ASPEK.ID, JAKARTA – Presiden Joko Widodo (Jokowi) menyampaikan bahwa nilai investasi yang akan masuk, tapi berhenti di depan pintu sebesar Rp708 triliun akibat lambatnya proses di dalam negeri.
”Sebetulnya kita enggak perlu promosi-promosi ke mancanegara, enggak perlu. Yang di dalam saja selesaikan, Rp 708 triliun itu selesaikan. Kemudian yang minat, yang sudah masuk menyatakan minat itu Rp1.600 triliun,” ujar Presiden Jokowi saat memberikan sambutan pada Peresmian Pembukaan Rapat Koordinasi Nasional (Rakornas) Investasi Tahun 2020 di Grand Ballroom The Ritz Carlton Jakarta Pacific Place, Jakarta, Kamis (20/2).
Angka Rp1.600 triliun itu, menurut Presiden, besar sekali karena hampir mendekati APBN namun belum pernah diurus secara riil. Ia memberikan contoh tentang perusahaan Lotte yang ingin investasi di Banten namun sudah terhambat hampir 4 tahun karena urusan pembebasan lahan.
”Oleh sebab itu, saya minta pada seluruh kepala daerah, kepada Kepala Dinas PTSP semuanya layani mereka. Kalau ada persoalan, bantu untuk menyelesaikan karena ini akan membuka lapangan pekerjaan/lapangan kerja yang besar sekali,” kata Presiden.

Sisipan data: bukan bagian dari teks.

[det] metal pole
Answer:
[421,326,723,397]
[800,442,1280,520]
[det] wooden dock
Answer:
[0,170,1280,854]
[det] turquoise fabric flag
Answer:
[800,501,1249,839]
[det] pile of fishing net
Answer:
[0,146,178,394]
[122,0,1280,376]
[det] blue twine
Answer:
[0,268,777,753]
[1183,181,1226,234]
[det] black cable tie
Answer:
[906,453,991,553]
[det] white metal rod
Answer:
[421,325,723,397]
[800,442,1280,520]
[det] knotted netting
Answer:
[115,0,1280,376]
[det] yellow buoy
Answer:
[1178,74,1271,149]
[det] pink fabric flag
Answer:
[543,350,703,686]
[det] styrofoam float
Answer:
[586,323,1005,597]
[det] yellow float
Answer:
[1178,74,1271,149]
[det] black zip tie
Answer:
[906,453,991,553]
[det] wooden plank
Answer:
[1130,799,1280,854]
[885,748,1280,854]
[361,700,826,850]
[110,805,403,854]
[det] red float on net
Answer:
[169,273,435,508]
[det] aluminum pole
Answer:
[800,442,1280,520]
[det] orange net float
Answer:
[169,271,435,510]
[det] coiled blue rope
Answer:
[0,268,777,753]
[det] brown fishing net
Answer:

Dengan investasi Rp708 triliun ini muncul, menurut Presiden, maka akan mendirikan pabrik, industri manufaktur, dan membuka lapangan kerja yang besar sekali yang perlu diingat Indonesia masih memiliki 7 juta masyarakat menganggur.

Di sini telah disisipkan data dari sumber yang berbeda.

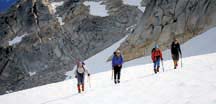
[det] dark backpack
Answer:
[152,48,156,53]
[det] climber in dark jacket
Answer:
[171,38,182,69]
[112,50,123,84]
[74,61,90,93]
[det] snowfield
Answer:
[0,28,216,104]
[83,1,109,17]
[123,0,145,12]
[51,1,64,13]
[8,34,28,46]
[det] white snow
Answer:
[56,16,65,26]
[8,34,27,46]
[83,1,109,17]
[0,28,216,104]
[123,0,145,12]
[29,72,36,76]
[51,1,64,13]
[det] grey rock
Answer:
[120,0,216,60]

Kepala Negara memberikan apresiasi terhadap kinerja Kepala Badan Koordinasi Penanaman Modal (BKPM) untuk menyelesaikan permasalahan yang ada baik di Provinsi Banten maupun Jawa Tengah.
”Kalau Rp 708 triliun ini bisa dirampungkan menjadi realisasi, Rp 1.600 triliun ini bisa diselesaikan sehingga terjadi realisasi. Enggak usah kita marketing keluar, enggak usah marketing-marketingan. Mereka akan dengar bahwa negara ini melayani investor, baik yang kecil maupun yang besar,” tambahnya.

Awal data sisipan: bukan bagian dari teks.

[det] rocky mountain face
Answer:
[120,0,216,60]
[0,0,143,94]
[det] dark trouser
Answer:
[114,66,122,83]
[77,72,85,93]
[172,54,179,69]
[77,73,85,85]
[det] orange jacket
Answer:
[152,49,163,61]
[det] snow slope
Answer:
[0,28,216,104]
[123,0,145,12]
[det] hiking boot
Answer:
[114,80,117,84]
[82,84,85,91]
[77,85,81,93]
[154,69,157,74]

Menurut Kepala Negara, investor ada yang kecil maupun besar sehingga bukan asing saja.
”Usaha-usaha kecil itu juga investor, layani mereka. Mungkin mereka hanya punya karyawan 2, itu juga investor. Atau usaha yang berada di posisi tengah, punya karyawan 100 atau 300-an itu juga investasi, itu juga investor. Hanya skalanya menengah. Layani mereka dengan baik,” ujarnya.